Article in English | Web of Science | ID: covidwho-1582948

ABSTRACT

Severe Acute Respiratory Syndrome Coronavirus 2 (SARS-CoV-2) causes COVID-19, a disease currently spreading around the world. Some drugs are underway or being used to combat this disease. Several proteins of the virus can be targeted in therapeutic approaches. Two structural proteins, membrane (M), envelope (E) have critical roles in virus life cycle, such as assembly, budding, envelope formation and pathogenesis. Here, we employed the in silico strategies to identify and evaluate the selected potential compounds against M and E proteins. For this, the structures of proteins were modeled and then several groups of compounds as FDA approved, natural products or under clinical trials were screened from DrugBank and ZINC databases. The selected dockings were analyzed and the ligands with best binding affinity scores were subjected to evaluate drug-likeness and medicinal chemistry friendliness through prediction of ADMET properties.

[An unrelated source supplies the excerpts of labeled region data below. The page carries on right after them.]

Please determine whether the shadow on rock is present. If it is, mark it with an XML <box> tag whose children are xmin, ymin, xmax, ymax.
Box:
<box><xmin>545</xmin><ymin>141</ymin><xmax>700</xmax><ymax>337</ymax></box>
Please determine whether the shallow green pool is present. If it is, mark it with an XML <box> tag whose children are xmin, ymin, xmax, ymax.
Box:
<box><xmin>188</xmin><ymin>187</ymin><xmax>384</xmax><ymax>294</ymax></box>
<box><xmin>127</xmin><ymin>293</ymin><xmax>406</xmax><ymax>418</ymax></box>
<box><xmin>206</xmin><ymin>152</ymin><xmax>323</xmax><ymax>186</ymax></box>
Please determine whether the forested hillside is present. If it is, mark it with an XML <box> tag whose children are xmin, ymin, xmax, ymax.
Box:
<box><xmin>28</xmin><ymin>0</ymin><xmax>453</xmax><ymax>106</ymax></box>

Normal mode analyses were also performed for six selected complexes to explore the collective motions of proteins. Molecular dynamic (MD) simulation was also performed to calculate the stability of two docked protein-ligand complexes. The results revealed that several compounds had high affinity to the proteins along with some acceptable profiles of mobility and deformability, especially, for M protein. The aim of this study was finding the potential compounds with inhibitory effect on membrane and envelope proteins of SARS-CoV-2 and according to the results several compounds especially some FDA-approved drugs and natural compounds shown that can be applied as hit compounds against these structural proteins of the virus.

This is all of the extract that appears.